Jet magazine, which first hit newsstands at the dawn of the civil rights era, is ceasing regular print publication and transforming into a digital app.
Johnson Publishing Co., which owns Jet along with Ebony magazine, says the switch will occur at the end of June. The Chicago-based company says the move is a proactive effort to adapt to its readers' growing desires for quicker and easier access to information.
Desiree Rogers, Johnson Publishing's CEO says the change will take the magazine back to its roots. She notes that Jet, which was founded by John Johnson in November 1951, was originally intended as a newsweekly digest for African-Americans living in an increasingly faster-paced world.

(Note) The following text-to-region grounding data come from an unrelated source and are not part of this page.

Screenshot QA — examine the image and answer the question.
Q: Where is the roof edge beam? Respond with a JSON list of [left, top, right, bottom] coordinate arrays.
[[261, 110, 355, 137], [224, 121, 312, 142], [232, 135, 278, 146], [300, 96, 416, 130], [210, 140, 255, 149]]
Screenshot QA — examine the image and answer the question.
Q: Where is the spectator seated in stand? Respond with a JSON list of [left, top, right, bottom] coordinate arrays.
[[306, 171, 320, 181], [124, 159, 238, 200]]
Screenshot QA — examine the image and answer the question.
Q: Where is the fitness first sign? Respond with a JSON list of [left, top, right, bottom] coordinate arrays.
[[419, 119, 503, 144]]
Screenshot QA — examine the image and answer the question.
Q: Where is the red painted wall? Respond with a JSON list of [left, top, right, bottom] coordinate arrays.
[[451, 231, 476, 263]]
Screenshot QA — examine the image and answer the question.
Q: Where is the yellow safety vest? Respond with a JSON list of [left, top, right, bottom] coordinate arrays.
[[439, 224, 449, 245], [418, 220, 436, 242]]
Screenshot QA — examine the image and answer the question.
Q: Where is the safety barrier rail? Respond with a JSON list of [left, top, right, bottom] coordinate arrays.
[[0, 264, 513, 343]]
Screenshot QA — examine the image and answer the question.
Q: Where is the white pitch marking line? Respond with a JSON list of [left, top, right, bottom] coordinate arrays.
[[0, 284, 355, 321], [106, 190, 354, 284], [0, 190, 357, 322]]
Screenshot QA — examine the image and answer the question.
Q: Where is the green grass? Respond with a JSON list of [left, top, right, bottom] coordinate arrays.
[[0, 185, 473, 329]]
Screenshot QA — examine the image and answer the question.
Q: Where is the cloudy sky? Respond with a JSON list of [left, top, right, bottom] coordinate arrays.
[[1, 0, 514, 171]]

At that time, the magazine cost 15 cents and was small enough to be carried in a purse or a pocket, perfect for on-the-go information, just like today's smartphones and tablets.
"I think if Johnson were here today, I think he would say 'what took you so long?"' Rogers says.
The app will launch on June 30 and cost $20 a year. It will contain shorter, more mobile-friendly, articles and return to a weekly publishing format, with breaking news updates on a daily basis. The print magazine currently publishes every three weeks.
The format change comes amid an advertising revenue decline at Jet and in the magazine industry overall.
According to Publishers Information Bureau data, Jet's total print advertising revenue has fallen in each of the last three years, dropping 24 percent to $10.3 million last year from $13.6 million in 2010.
Meanwhile, total advertising revenue at consumer magazines fell about 2 percent to $19.74 billion in 2013 from $20.08 billion in 2010, according to PIB.
According to its website, Jet is the No. 3 magazine in the African-American market. The Alliance for Audited Media puts its total print and digital circulation at about 720,000.
No changes are planned for Ebony, which Rogers said is doing very well and just brought in a new editor.
The app, which will be available for all smartphone and tablet platforms, also will allow for new features such three-dimensional photography and more video, with the potential for adding new features such as movie and music clips that can run alongside reviews, Rogers says.
There will be an abundance of entertainment and celebrity news, along with coverage of politics, pop culture and social issues that impact African Americans. The company also will publish an annual special print edition.
Rogers added that she's not worried that the magazine might lose some of its older readers as a result of the change, noting that many of her senior citizen friends prefer apps over websites because they're simpler and easier to use.